The run command picks a target via a flag (the DeploymentTarget ABC covers Docker, SSH, and cloud):

Target	Description	Flag
Docker	Fresh Hop3 deployed into a local container	`--docker`
SSH	Existing remote server	`--host X`
Cloud	Provisioned cloud server(s) (Hetzner)	`--provider hetzner`

Test Output¶

Recap Summary¶

After tests complete, a recap shows what was tested:

============================================================
All 8 tests passed!
Total time: 148.55s
============================================================

Recap:
  ✓ deployment: 8/8 passed
  Tiers: fast=5, medium=3
  Covers: flask, go, golang, gunicorn, minimal, nginx, nodejs, pip, ...
  Avg time per test: 18.6s

Use -q/--quiet to suppress the recap.

Diagnostic Logs¶

On failure of a Docker e2e or app test, a diagnostic bundle is collected for the run. Replay it with the run id printed in the failure headline:

hop3-test why <run-id>            # Show the full bundle
hop3-test why <run-id> --list     # List available sections
hop3-test why <run-id> --section nginx   # Replay one section

Per-app logs are also written under test-logs/ (override with --logs-dir):

test-logs/
└── 20260110_155610/
    └── system-hop3-test-docker/
        ├── diagnostics.json
        ├── nginx-error.log
        ├── uwsgi.log
        └── hop3-server.log

Continuous Integration¶

CI runs on SourceHut (build manifests live in .builds/). A typical pipeline runs:

make lint             # Linting and type checking
make test             # Check tier: unit + integration, no Docker
make test-e2e         # The Docker e2e layer (c_e2e)

The wider app/demo/tutorial matrix runs nightly:

uv run hop3-test run --docker --mode nightly --report html

See: https://builds.sr.ht/~sfermigier/hop3/

Coverage¶

Coverage is measured on the in-process layers only (a_unit + b_integration) — the Docker e2e layer runs out-of-process and contributes nothing to coverage.

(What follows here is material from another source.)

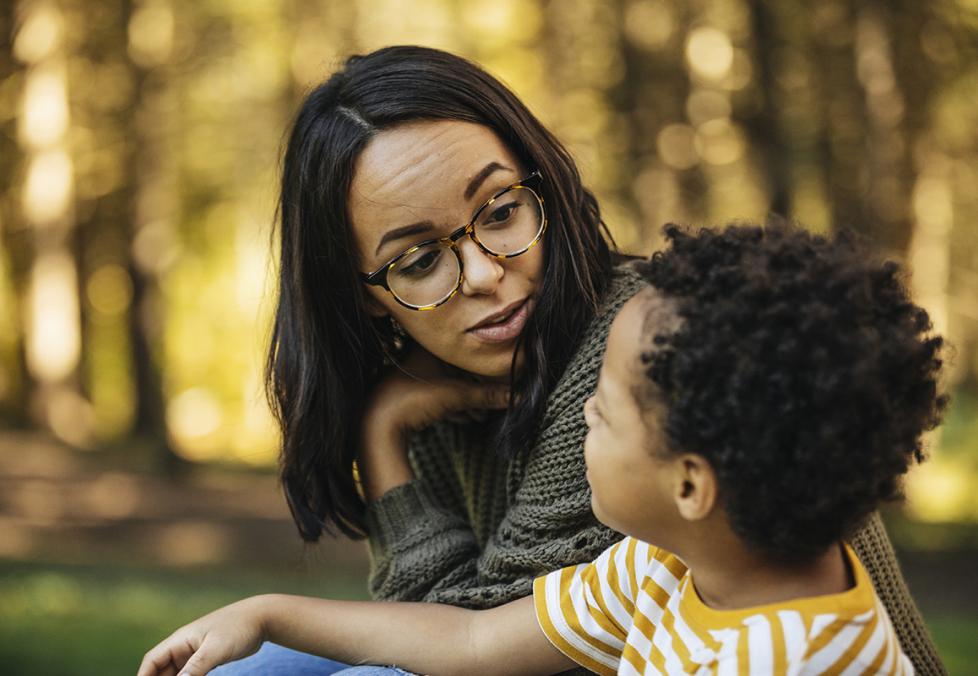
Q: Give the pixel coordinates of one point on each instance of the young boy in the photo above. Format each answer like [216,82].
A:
[755,403]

# Coverage on the in-process layers
make test-cov

# Or directly (HTML report)
pytest --cov=hop3 --cov-report=html \
  packages/hop3-server/tests/a_unit packages/hop3-server/tests/b_integration

# Open report
open htmlcov/index.html

Cloud Testing¶

For E2E testing on real cloud infrastructure, use hop3-test run --provider hetzner. Requires the HETZNER_API_TOKEN environment variable (Hetzner provider).

# List available images
hop3-test run --list-images

# Test on a single distribution
hop3-test run --provider hetzner --image ubuntu-24.04

# Test across multiple distributions
hop3-test run --provider hetzner --images ubuntu-24.04,debian-13

# Choose which app directories to test (positional, like `run`)
hop3-test run --provider hetzner apps/real-apps-native demos

# Use local code (the default; --from pypi installs from PyPI instead)
hop3-test run --provider hetzner --from local --images all

# Test against an already-provisioned server (no rebuild, no deploy)
hop3-test run --host <server> --reuse

Supported Images¶

ubuntu-24.04 - Ubuntu 24.04 LTS (default)
debian-13 - Debian 13 (trixie)
debian-12 - Debian 12 (bookworm)
fedora-42 - Fedora 42
rocky-9 - Rocky Linux 9
alma-9 - AlmaLinux 9

Troubleshooting¶

A Docker e2e or app test failed¶

Inspect the saved diagnostic bundle by run id (printed in the failure headline):

hop3-test why <run-id>

Tests Hang¶

Check Docker daemon: docker ps
Use verbose mode: -v -s
Check container logs: docker logs hop3-app-test

Import Errors¶

uv sync

Docker Issues¶

# Clean up containers
docker rm -f hop3-app-test hop3-system-test

# Force a rebuild of the cached e2e image (the next c_e2e run rebuilds it)
docker rmi hop3-e2e:test

For detailed information, see Testing Strategy.